Mais l’affaire était lancée. Le « Test de Dépendance à la Nicotine », mis au point par Karl Fagerström, était universellement diffusé, y compris dans les recommandations 2003 de l’AFSSAPS [9]. Il a largement contribué à implanter l’idée que la dépendance au tabac était une dépendance à la nicotine. Cela justifiait de traiter avec un médicament qui, tout en satisfaisant le besoin du fumeur, n’avait aucun des dangers de la cigarette.
Pourtant il s’agit d’un abus sémantique manifeste car aucun des 6 items du test de Fagerström ne fait référence à la nicotine. Dans le premier test à 8 items un seul, retiré ultérieurement comme sans pertinence, se référait au rendement en nicotine des cigarettes. Une étude factorielle montrait vite que l’essentiel de la variance était expliquée par deux facteurs orthogonaux :
1 - la précocité de la première cigarette de la journée et
2 - le nombre de cigarettes fumées quotidiennement [10].
Il s’agit donc uniquement d’un test de dépendance à la cigarette.
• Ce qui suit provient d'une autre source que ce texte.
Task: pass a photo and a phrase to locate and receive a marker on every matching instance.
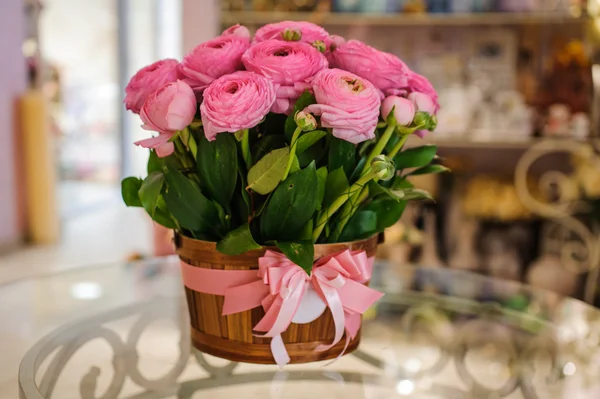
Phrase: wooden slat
(231, 336)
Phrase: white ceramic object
(311, 307)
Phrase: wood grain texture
(231, 337)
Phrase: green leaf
(238, 241)
(314, 153)
(415, 157)
(267, 144)
(130, 187)
(292, 204)
(400, 183)
(337, 184)
(429, 169)
(342, 153)
(322, 178)
(295, 165)
(267, 173)
(388, 212)
(307, 231)
(150, 191)
(188, 206)
(224, 218)
(243, 202)
(309, 139)
(415, 194)
(305, 99)
(301, 253)
(155, 164)
(162, 215)
(362, 225)
(217, 167)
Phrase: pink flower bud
(404, 110)
(319, 45)
(305, 121)
(166, 111)
(423, 102)
(291, 35)
(237, 30)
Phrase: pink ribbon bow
(338, 279)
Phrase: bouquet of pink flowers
(290, 138)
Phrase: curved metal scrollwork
(581, 253)
(455, 327)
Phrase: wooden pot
(231, 337)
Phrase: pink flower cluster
(234, 81)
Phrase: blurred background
(517, 80)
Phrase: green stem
(355, 189)
(292, 152)
(387, 135)
(191, 144)
(351, 207)
(246, 148)
(182, 152)
(398, 146)
(347, 212)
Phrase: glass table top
(121, 331)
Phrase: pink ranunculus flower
(309, 31)
(237, 30)
(346, 103)
(332, 43)
(236, 101)
(420, 84)
(166, 111)
(288, 65)
(404, 110)
(213, 59)
(148, 80)
(386, 71)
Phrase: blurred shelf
(466, 143)
(400, 19)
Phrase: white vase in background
(502, 260)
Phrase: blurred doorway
(89, 48)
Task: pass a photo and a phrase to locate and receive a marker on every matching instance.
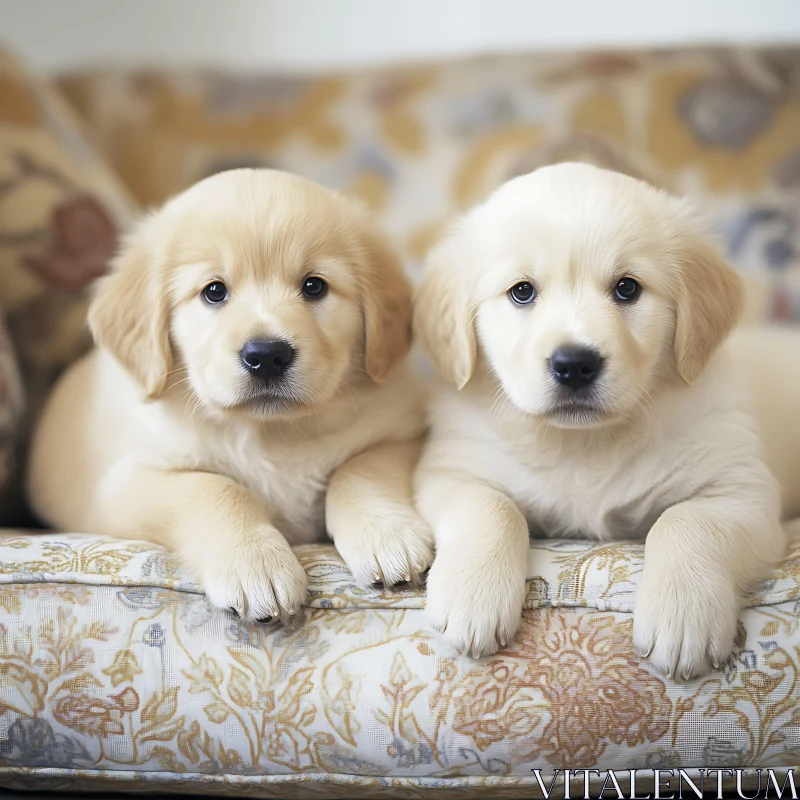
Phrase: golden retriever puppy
(249, 386)
(581, 313)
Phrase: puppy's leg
(476, 587)
(700, 558)
(371, 518)
(219, 529)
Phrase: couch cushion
(419, 144)
(61, 209)
(114, 671)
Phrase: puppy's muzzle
(575, 367)
(267, 359)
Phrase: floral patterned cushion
(418, 144)
(60, 212)
(114, 670)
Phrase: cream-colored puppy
(252, 355)
(581, 313)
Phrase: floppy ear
(387, 306)
(444, 313)
(128, 315)
(710, 302)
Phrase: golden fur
(160, 433)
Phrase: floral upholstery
(113, 666)
(115, 673)
(11, 410)
(419, 144)
(60, 211)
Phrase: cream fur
(674, 452)
(150, 437)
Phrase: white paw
(258, 577)
(685, 626)
(396, 547)
(475, 604)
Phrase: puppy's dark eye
(215, 293)
(627, 289)
(522, 293)
(314, 288)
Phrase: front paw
(475, 604)
(687, 627)
(396, 547)
(257, 576)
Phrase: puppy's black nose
(575, 366)
(267, 359)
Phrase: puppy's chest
(580, 494)
(290, 480)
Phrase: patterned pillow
(60, 213)
(11, 411)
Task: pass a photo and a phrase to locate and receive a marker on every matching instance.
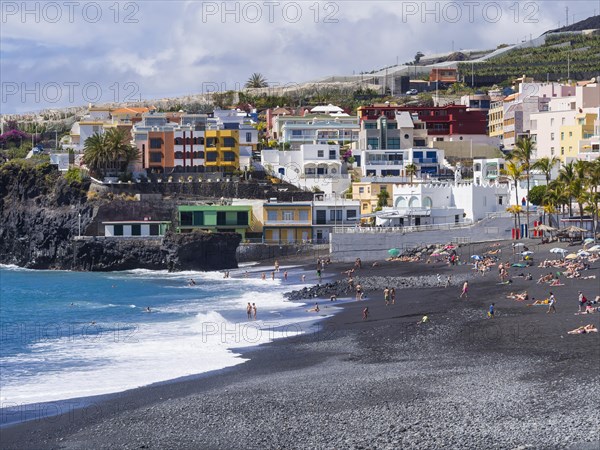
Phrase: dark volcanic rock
(39, 219)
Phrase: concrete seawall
(372, 246)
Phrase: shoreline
(457, 349)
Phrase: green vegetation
(109, 153)
(579, 52)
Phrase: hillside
(561, 57)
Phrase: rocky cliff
(40, 217)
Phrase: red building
(439, 121)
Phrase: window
(229, 156)
(321, 217)
(335, 214)
(242, 218)
(393, 143)
(198, 218)
(185, 218)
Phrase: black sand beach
(459, 381)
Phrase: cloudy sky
(68, 53)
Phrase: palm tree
(567, 176)
(109, 150)
(523, 153)
(545, 165)
(515, 173)
(411, 171)
(256, 80)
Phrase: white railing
(406, 229)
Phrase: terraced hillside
(563, 56)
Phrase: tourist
(582, 300)
(359, 292)
(551, 303)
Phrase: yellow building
(222, 150)
(367, 192)
(570, 135)
(287, 222)
(496, 119)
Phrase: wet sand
(460, 381)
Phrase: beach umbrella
(543, 227)
(558, 250)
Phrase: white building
(312, 166)
(330, 211)
(443, 203)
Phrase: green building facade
(215, 218)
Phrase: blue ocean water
(78, 334)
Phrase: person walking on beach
(582, 301)
(359, 292)
(551, 303)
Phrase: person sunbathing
(584, 329)
(539, 302)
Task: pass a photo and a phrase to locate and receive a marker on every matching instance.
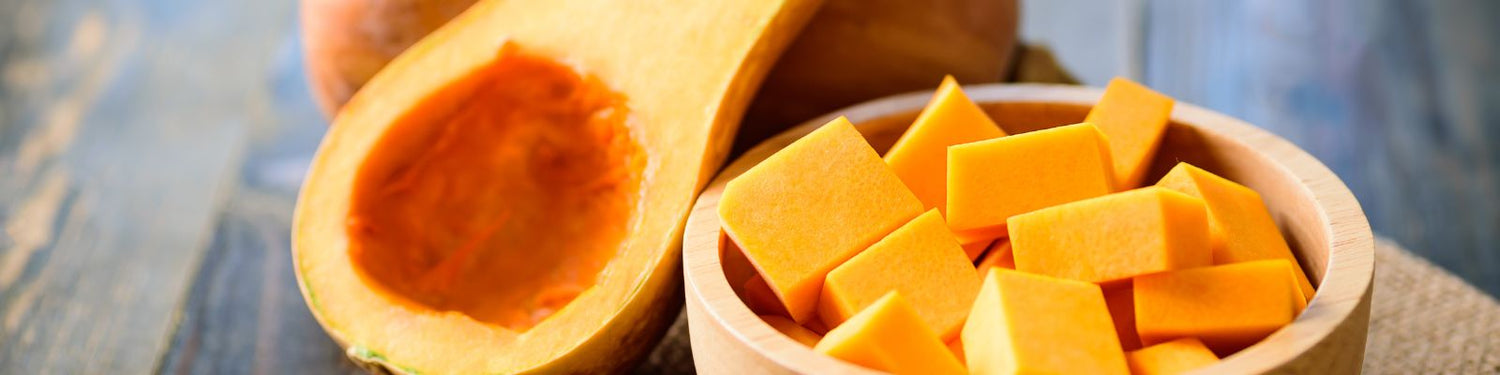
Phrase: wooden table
(150, 153)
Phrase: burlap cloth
(1422, 320)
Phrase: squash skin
(846, 54)
(653, 296)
C’est ce que Fagerström lui-même, en rupture avec ses sponsors, finit par reconnaître après des années d’intoxication des esprits, en demandant que l'appellation de son test soit changée [11].
Pr Robert MOLIMARD, 27.06.2012
Commentaire
Il est préférable que la prévention du tabagisme soit basée sur les données scientifiques plutôt que sur la propagande marketing des marchands de nicotine. S’il ne fait pas de doute que la nicotine est un composant essentiel de l'instauration de la dépendance au tabagisme, elle n’est pas le seul. La médiocrité des approches médicales est causée par une focalisation excessive – maniaque - sur un facteur qui n’est finalement pas prépondérant.